In calculus, when we talk about partial derivatives, we are focusing on how a multivariable function changes in response to variations in one variable at a time. The second-order mixed partial derivative is a particular type of partial derivative where the function is differentiated twice, each time with respect to a different variable. For instance, if we have a function of two variables, say, f(x, y), then the second-order mixed partial derivative with respect to x first and y next can be written as \(\frac{\partial^2 f}{\partial y \partial x}\).

When calculating second-order mixed partial derivatives, it's important to remember to handle the operation in steps. We first compute the partial derivative with respect to one variable, and then take the partial derivative of that result with respect to the next variable. This is highlighted in the step-by-step solution to statement b, which shows the intermediate steps and clarifies why the given statement is false. The correct approach to calculation ensures students avoid common mistakes.

Clairaut's Theorem

Clairaut's theorem is a critical theorem in calculus that applies to functions with multiple variables. The formal statement of this theorem says: if a function f(x, y) has continuous second-order mixed partial derivatives, then the mixed partial derivatives can be calculated in any order. In other words, \(\frac{\partial^2 f}{\partial x \partial y} = \frac{\partial^2 f}{\partial y \partial x}\), provided these second-order mixed partial derivatives exist and are continuous on a certain region.

This theorem is demonstrated in the solution for statement c, where the equality of f_xxy and f_yxx depends on the continuity of the partial derivatives. It's essential to ensure that functions meet the necessary conditions for Clairaut's theorem to be applied. Otherwise, the equality cannot be assumed.

Continuous Partial Derivatives

The term 'continuous partial derivatives' implies that a function's partial derivatives do not have any abrupt changes or discontinuities within the region of interest. For any multivariable function like f(x, y), having continuous partial derivatives means that the behavior of the function, as described by the slopes of its tangent planes in any direction, is predictable and smooth.

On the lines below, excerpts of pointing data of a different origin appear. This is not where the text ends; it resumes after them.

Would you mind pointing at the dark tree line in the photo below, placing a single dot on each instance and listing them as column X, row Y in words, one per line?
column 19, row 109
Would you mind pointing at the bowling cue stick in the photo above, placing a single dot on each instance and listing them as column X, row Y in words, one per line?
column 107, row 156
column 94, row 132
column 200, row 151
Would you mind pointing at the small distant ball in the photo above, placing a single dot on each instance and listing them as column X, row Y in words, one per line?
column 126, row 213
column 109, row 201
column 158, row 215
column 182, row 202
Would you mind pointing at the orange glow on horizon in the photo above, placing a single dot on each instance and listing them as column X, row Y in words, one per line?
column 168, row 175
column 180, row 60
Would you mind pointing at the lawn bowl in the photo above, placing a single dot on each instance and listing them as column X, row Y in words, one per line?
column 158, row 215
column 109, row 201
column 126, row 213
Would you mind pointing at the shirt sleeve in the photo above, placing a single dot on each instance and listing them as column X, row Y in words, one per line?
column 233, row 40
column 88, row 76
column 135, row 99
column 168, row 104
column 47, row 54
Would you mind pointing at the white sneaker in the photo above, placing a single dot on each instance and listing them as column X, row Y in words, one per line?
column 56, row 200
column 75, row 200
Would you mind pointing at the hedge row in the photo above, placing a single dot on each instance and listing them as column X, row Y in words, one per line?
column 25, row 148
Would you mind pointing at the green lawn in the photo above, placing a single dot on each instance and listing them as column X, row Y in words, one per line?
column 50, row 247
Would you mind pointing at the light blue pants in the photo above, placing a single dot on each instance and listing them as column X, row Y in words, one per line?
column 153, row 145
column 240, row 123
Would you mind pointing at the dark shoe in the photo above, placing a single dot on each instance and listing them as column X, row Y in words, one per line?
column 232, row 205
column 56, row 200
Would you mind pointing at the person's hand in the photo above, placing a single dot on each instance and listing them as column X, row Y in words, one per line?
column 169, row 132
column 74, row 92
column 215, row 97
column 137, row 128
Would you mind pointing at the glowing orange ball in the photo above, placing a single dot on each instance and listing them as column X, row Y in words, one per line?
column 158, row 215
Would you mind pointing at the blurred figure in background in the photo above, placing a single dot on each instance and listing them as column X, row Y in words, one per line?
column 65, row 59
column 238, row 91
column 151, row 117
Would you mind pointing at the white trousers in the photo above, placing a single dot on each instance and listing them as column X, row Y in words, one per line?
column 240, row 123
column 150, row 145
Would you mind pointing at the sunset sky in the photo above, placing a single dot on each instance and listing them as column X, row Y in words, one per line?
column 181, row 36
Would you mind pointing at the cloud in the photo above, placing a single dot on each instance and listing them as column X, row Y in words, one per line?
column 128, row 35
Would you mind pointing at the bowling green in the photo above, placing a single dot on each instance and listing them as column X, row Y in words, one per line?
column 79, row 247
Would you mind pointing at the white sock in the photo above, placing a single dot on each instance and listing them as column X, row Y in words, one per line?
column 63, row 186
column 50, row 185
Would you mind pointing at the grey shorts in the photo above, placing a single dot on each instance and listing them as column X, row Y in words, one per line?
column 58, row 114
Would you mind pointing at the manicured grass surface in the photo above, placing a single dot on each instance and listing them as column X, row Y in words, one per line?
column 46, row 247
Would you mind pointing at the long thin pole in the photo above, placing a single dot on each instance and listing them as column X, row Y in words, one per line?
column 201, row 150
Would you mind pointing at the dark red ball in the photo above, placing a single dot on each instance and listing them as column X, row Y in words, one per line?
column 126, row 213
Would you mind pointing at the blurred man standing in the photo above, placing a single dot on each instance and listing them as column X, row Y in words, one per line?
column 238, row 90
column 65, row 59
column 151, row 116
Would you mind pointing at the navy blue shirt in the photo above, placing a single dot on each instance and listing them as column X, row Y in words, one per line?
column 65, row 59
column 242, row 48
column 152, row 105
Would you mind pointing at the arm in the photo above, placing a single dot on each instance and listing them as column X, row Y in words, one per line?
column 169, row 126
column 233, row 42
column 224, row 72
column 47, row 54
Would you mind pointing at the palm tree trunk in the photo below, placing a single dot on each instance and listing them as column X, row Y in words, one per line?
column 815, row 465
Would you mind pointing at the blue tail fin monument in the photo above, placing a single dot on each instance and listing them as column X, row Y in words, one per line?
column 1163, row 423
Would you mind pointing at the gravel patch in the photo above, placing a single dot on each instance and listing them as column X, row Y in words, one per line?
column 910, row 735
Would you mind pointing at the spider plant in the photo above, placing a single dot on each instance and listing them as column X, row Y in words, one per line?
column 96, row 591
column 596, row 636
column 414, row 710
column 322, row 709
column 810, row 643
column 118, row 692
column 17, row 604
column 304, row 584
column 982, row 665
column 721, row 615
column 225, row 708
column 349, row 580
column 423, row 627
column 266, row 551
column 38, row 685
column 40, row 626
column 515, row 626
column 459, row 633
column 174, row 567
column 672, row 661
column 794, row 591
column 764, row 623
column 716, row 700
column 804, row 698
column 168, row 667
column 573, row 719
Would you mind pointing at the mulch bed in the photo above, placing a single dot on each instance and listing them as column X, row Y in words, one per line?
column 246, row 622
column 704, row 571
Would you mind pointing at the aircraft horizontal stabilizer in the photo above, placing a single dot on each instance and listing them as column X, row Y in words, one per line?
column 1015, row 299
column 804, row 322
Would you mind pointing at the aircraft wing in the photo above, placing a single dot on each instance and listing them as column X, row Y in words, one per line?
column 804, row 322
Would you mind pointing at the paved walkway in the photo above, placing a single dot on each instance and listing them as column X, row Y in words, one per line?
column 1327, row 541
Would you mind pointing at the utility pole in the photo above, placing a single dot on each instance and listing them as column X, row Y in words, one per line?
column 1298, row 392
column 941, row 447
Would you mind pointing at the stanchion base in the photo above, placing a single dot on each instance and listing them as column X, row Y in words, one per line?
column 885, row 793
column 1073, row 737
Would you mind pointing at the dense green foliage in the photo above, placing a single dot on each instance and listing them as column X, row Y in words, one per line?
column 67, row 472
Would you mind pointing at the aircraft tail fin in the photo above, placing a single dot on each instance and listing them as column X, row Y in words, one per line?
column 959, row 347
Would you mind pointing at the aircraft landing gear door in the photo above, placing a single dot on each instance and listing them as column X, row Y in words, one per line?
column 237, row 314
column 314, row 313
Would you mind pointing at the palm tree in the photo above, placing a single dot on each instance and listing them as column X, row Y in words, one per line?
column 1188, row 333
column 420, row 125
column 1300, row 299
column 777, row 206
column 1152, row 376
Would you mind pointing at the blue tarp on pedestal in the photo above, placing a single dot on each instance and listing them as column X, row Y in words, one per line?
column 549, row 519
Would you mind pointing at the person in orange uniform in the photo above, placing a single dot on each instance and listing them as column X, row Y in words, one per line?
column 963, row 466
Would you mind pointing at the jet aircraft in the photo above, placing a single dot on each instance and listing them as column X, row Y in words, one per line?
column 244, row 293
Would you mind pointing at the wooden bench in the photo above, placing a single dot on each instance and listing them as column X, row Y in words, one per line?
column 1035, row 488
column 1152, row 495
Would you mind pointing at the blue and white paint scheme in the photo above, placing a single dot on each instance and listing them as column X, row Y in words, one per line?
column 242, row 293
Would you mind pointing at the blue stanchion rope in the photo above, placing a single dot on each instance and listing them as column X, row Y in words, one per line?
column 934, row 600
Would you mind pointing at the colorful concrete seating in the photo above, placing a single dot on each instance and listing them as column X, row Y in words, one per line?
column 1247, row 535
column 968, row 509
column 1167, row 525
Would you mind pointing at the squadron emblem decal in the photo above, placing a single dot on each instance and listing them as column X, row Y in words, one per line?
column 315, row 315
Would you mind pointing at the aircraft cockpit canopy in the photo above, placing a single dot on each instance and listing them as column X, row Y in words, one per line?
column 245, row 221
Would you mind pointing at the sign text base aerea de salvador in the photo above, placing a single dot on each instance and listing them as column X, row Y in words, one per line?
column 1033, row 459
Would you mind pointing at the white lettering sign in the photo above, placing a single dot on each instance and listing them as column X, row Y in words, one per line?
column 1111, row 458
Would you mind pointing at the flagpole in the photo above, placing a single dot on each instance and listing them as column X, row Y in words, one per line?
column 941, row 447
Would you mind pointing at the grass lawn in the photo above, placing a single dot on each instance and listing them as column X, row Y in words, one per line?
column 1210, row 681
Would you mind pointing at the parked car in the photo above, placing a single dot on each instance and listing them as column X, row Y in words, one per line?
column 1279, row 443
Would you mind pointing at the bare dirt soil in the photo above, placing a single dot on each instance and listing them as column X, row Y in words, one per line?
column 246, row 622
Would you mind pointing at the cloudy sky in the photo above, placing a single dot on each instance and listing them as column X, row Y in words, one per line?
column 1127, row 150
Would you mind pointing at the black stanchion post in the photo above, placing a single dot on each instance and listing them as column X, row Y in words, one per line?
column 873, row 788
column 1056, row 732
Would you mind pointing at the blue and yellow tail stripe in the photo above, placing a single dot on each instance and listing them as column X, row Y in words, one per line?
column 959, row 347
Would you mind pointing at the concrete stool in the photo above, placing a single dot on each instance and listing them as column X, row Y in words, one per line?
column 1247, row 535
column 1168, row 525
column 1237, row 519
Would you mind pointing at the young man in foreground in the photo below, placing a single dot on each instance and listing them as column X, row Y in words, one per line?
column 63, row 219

Continuity of partial derivatives is fundamental when applying theorems such as Clairaut's which relies on this smoothness to guarantee the equality of mixed partial derivatives. In the context of our exercises, statement c assumes the existence of continuous partial derivatives to affirm the truth of the equality f_xxy equals f_yxx. This presupposes a smooth function without abrupt directional changes anywhere in the domain.

Calculus

Calculus is a vast field of mathematics that studies changes. It is divided primarily into two branches: differential calculus, which deals with rates of change and slopes of curves; and integral calculus, which deals with accumulation of quantities and areas under or between curves. Many of the principles of calculus are extended to functions of more than one variable—a field known as multivariable calculus.

In the context of solving problems pertaining to multivariable calculus, such as those in our exercise, students employ partial differentiation, one of the key concepts differential calculus offers. This is used to understand the changes in a function as each variable shifts a little bit, a fundamental skill for tackling more complex problems in physics, engineering, economics, and beyond.